Our current howler (part I): Process servers

Synopsis: Howard Fineman says hopefuls just hate "process" stories. Sally Quinn’s recent piece shows us why.

The outside shooter and the fighting pilot
Howard Fineman, Newsweek, 11/15/99

When He Was Gore, and No More
Sally Quinn, The Washington Post, 11/14/99

Rotten at the Gore
Carl Cannon, George, 11/99

A Gore Daughter Emerges as a Leading Adviser
Melinda Henneberger, The New York Times, 11/20/99

"Inside Politics" column
Greg Pierce, The Washington Times, 11/19/99

In his recent cover piece about "straight shooters" Bradley and McCain, Howard Fineman talked about "process" stories:

FINEMAN: If you are a candidate in the anti-slick era, you don't want to see stories about how you're being handled. There have been almost none about Bradley and McCain, and almost nothing else about Gore and Bush...

He then makes a peculiar claim about the straight-shootin' underdogs, one a number of writers have made:

FINEMAN (continuing directly): The idea in this era is to look independent, even ornery—and to seem to ignore traditional mechanics even while you quietly use them. McCain is polling in New Hampshire, and is advertising heavily there...Bradley's showy obliviousness to fashion is a strategy in and of itself. Campaigning in New Hampshire, he reluctantly bought a pair of shoes. They were as similar as he could find to the ones he was already wearing. They were the first dress shoes Bradley had purchased in a quarter century. How does the world know that? He explained it, at length, to reporters in the room.

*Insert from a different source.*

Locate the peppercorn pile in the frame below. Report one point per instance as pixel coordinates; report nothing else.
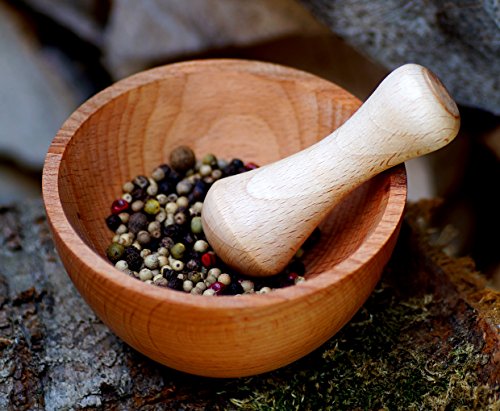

Many scribes have made the odd claim which Fineman makes—that the "authenticity" of Bradley and McCain is sometimes a deliberate campaign strategy. Is that true? We don't have the slightest idea—and we don't think this should be the scribes' focus. (We also don't think that a serious writer reports it when a hopeful buys shoes.) We would prefer that writers focus on plainly salient facts, and let readers decide who seems authentic (if they care). We have no faith at all that our hapless scribes—who favor hopefuls who give them nicknames, Fred Barnes says—have the professionalism, the skill, or the basic honesty to sort out such subjective matters.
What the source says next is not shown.